- Harriet Location within Arkansas Harriet Location within the United States
- Coordinates: 35°59′36″N 92°31′14″W﻿ / ﻿35.99333°N 92.52056°W
- Country: United States
- State: Arkansas
- County: Searcy
- Elevation: 896 ft (273 m)
- Time zone: UTC-6 (Central (CST))
- • Summer (DST): UTC-5 (CDT)
- ZIP code: 72639
- Area code: 870
- GNIS feature ID: 77126

= Harriet, Arkansas =

Harriet is an unincorporated community in Searcy County, Arkansas, United States. Harriet is located at the junction of Arkansas highways 14 and 27, 8.5 mi northeast of Marshall.
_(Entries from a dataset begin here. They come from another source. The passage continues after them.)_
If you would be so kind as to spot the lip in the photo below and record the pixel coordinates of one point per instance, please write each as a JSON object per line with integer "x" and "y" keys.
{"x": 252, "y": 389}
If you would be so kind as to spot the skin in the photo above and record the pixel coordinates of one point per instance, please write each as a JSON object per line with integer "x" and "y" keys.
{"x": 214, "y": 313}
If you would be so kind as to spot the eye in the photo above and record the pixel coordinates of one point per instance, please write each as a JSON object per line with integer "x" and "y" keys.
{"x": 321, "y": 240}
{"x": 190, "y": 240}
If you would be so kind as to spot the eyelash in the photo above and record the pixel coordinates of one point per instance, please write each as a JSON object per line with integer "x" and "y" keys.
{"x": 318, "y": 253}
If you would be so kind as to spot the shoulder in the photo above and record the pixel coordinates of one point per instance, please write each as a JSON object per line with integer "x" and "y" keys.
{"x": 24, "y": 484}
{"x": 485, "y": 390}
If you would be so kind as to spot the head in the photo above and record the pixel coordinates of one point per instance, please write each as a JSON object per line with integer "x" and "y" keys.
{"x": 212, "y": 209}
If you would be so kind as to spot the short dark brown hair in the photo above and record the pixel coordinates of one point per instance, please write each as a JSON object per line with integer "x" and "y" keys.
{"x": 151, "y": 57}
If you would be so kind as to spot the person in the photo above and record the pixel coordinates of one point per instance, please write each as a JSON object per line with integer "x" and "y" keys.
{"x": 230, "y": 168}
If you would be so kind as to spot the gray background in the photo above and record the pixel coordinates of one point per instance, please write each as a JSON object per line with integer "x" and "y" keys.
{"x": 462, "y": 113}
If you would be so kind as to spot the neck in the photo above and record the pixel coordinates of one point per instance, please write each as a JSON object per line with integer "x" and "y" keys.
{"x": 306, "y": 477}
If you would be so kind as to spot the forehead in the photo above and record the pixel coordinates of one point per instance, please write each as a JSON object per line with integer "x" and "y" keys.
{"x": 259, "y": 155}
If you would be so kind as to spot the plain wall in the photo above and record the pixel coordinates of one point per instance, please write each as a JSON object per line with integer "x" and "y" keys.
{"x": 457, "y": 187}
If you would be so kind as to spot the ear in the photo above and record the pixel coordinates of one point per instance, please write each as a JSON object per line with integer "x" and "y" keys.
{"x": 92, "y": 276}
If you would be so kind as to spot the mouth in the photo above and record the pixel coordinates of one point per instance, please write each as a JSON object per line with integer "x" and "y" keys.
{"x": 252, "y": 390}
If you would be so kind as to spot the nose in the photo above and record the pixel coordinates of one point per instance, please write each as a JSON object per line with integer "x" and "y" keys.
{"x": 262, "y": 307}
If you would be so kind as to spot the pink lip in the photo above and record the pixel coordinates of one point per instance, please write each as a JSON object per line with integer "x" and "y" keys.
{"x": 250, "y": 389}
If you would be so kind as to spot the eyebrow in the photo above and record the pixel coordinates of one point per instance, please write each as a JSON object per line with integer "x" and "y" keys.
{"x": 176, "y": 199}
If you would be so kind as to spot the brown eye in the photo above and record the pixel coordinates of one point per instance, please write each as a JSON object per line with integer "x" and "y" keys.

Harriet has a post office with ZIP code 72639. Harriet is only 6.4 miles from the Buffalo National River, and an industry of river guiding and canoeing supplies has cropped up around the whitewater river. The community is also very close to the Ozark-St. Francis National Forest. The Blanchard Springs Caverns are only 25 miles to the east. The Basingers are a prominent family living in the Harriet area, and are distantly related to actress Kim Basinger.

==Education==
Harriet is within the Searcy County School District.

Harriet had been in what was the Marshall School District. On July 1, 2004, the Marshall School District and the Leslie School District consolidated to form the Searcy County School District, with the Marshall district annexing Leslie. All children in Searcy County are bussed to Marshall for school.